J’ai pu voir mon ami Moustapha Diakhaté, qui est placé en garde-à-vue à la police depuis. Il m’est apparu serein, coriace et aguerri face à l’épreuve. Je l’ai trouvé en bonne forme et j’avoue être soulagé, après notre discussion, qu’il ait accepté d’adopter ma nouvelle posture, celle de garder le silence.
Son franc-parler n’a pas fini de lui causer des déboires, depuis le régime du Président Abdou Diouf et je demeure convaincu qu’il l’emportera dans sa dernière demeure, le plus tard possible, s’il plaît à Dieu.
Je ne doute pas qu’il retrouvera très vite les siens, parce que l’on ne saurait reprocher indéfiniment à un citoyen d’exprimer son opinion, de se soucier de l’avenir de la Nation à laquelle il appartient et qu’il a choisi de servir, quoi qu’il lui en coûte.
Moustapha Diakhaté est fait d’un seul bloc : celui de la franchise, de la loyauté, d’un amour immodéré pour son pays, du respect des valeurs humanistes, de la République et des sacro-saints principes démocratiques.

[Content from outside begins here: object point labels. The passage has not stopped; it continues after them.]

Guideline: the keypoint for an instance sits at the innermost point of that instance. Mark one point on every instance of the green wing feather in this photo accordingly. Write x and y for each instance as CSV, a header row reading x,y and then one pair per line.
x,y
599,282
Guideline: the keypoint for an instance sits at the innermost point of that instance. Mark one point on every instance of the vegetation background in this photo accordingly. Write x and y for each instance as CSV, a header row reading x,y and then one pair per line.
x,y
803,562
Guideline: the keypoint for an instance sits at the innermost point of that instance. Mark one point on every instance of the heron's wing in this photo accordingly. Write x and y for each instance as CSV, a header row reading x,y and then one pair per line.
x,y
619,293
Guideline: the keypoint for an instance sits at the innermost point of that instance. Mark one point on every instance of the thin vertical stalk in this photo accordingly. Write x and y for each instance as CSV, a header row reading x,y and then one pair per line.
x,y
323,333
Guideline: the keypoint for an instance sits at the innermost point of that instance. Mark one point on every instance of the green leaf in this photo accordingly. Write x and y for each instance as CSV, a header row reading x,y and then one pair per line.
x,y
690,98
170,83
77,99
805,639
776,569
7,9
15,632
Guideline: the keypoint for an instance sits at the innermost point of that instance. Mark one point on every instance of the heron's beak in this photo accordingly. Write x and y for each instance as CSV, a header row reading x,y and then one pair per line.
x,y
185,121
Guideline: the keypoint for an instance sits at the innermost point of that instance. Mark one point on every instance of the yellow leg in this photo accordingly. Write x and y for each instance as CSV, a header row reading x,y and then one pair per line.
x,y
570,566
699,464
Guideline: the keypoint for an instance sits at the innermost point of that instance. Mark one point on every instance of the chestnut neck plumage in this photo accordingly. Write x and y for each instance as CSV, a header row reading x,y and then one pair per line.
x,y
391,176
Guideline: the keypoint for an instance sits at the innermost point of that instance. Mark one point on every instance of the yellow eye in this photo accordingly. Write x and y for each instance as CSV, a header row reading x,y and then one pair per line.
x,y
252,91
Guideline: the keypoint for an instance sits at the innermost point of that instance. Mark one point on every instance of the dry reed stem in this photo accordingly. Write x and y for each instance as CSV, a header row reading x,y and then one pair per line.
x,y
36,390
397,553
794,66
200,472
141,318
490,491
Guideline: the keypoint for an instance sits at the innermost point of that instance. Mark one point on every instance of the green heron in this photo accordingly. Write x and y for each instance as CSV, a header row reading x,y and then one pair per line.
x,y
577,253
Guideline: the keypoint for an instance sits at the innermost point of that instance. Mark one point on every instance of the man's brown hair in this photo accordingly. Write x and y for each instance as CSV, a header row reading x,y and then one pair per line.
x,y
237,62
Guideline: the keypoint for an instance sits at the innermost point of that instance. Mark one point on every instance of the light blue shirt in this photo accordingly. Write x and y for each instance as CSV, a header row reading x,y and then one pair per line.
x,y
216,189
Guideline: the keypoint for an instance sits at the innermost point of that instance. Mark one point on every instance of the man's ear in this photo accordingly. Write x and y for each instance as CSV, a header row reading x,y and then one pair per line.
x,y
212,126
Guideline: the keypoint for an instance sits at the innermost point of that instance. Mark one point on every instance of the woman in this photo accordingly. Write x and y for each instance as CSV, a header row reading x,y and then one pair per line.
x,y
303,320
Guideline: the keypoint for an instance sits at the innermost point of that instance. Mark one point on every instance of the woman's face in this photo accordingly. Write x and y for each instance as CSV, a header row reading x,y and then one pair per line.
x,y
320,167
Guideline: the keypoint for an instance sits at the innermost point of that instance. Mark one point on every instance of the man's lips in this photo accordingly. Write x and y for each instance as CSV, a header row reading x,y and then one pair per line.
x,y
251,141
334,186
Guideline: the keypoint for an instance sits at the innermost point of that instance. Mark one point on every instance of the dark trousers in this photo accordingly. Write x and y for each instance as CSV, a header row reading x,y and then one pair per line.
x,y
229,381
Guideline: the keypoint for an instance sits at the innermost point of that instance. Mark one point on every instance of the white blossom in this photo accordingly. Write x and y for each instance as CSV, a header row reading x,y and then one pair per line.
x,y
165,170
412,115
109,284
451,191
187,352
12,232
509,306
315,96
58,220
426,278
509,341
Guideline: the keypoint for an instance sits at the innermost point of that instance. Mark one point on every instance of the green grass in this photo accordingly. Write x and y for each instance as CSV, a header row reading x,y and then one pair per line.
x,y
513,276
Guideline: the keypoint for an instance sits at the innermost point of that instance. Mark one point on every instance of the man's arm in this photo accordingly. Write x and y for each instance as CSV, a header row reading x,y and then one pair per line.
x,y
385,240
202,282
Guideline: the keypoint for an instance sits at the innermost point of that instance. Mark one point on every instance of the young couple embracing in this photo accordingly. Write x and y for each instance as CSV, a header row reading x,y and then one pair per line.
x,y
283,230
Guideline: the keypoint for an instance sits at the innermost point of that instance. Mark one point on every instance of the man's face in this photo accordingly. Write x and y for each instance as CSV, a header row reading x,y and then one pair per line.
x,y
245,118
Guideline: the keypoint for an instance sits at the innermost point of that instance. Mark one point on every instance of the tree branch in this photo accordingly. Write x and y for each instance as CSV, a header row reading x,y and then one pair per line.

C’est ce que nous partageons en commun.
Pour ma part, je lui ai suggéré l’attitude que je décide d’adopter. Les électeurs sénégalais ayant décidé, le 17 novembre 2024, de voter massivement pour la liste de Pastef et confier les pleins pouvoirs à Ousmane Sonko, je me donne un temps d’observation au moins le temps d’un semestre tout en silence, pour savoir où tout ceci va nous mener.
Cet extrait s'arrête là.